An oral bacterial aetiology for Alzheimer's Disease.
As it is becoming more apparent that bacteria or their products are able to cross the blood brain barrier we are determining the role of oral bacteria in the development and progression of Alzheimer's Disease. Our aims are to understand how bacteria escape from the oral cavity, colonise the brain and how they influence the progression of disease.
Bacterial chemotaxis and chronic disease
Treponema denticola is a chemotactic, motile spirochaete that is an aetiological agent of chronic periodontitis. Its unique form of motility and chemotaxis enable it to move through highly viscous environments. It has twenty chemoreceptor proteins that enable it to respond to a range of stimulatory substances. In this project we will determine how T. denticola responses to environmental stimuli and how this affects its ability to form pathogenic polymicrobial biofilms. We are cloning and expressing T. denticola chemotaxis proteins and determining their substrate specificity using highly novel microarray technologies. Using specific T. denticola mutants we will characterise polymicrobial biofilm development using a custom-built flow cell and confocal scanning laser microscopy.

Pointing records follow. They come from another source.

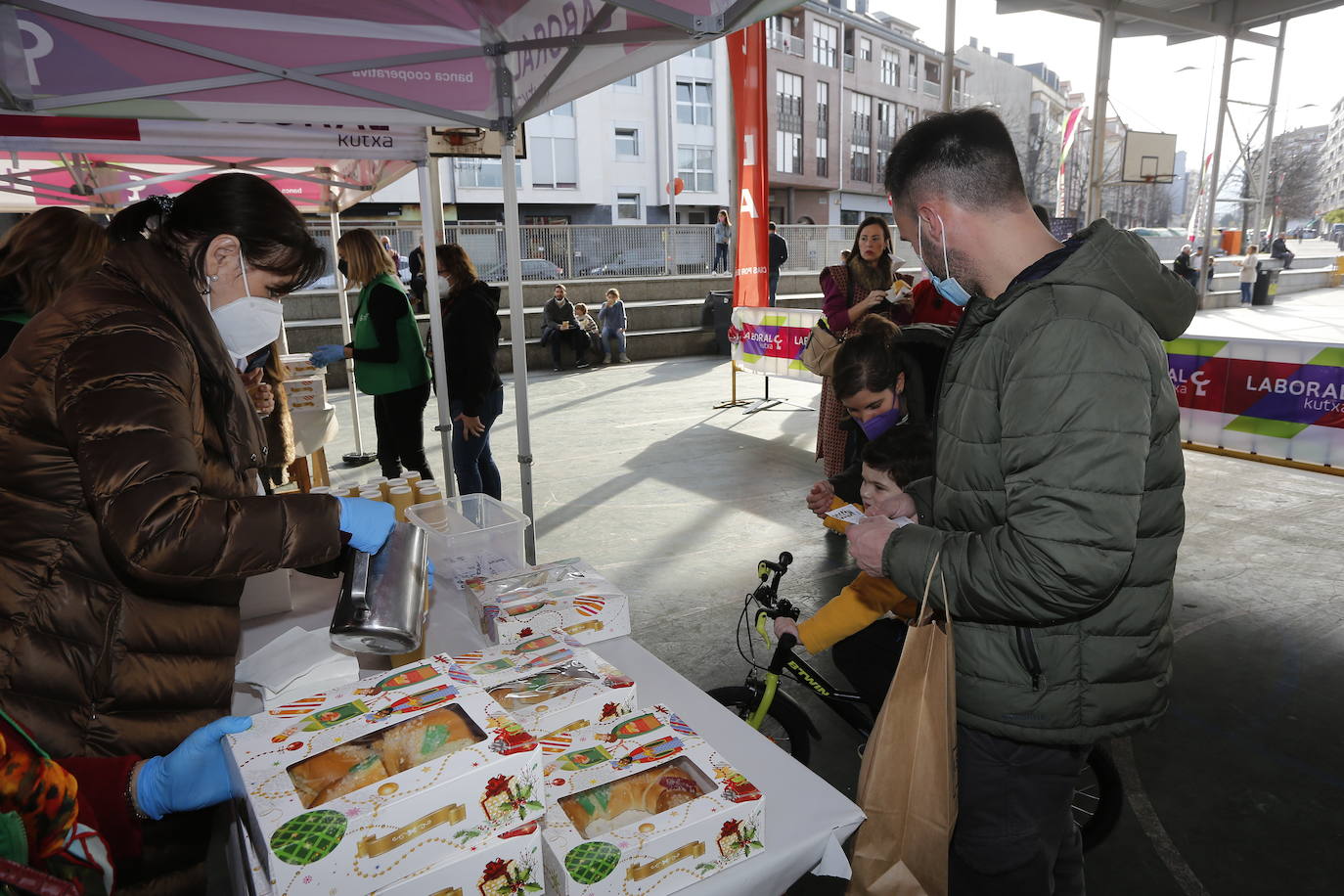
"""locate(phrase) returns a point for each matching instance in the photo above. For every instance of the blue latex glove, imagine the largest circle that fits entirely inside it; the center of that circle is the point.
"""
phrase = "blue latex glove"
(324, 355)
(367, 522)
(191, 777)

The role of microbial dysbiosis in chronic oral diseases
The aims of this group of related projects are to gain a better understanding of the polymicrobial cause of chronic oral diseases including periodontitis and dental caries using microbiomic approaches. In collaboration with our clinical researchers we determine the microbiomes of human clinical samples and relate these bacterial communities to the disease state. These diseases are caused by a dysbiosis in the oral bacterial communities that leads to the emergence of a group of pathobionts that dominate the community.
Polymicrobial interactions in disease
The majority of human chronic diseases result from the interactions of groups of bacteria that result in a pathogenic community. We use multidisciplinary approaches that include polymicrobial culture, molecular biology, recombinant protein expression, genomics, microbiomics, transcriptomics and proteomics to describe how interactions between bacterial species are linked to disease.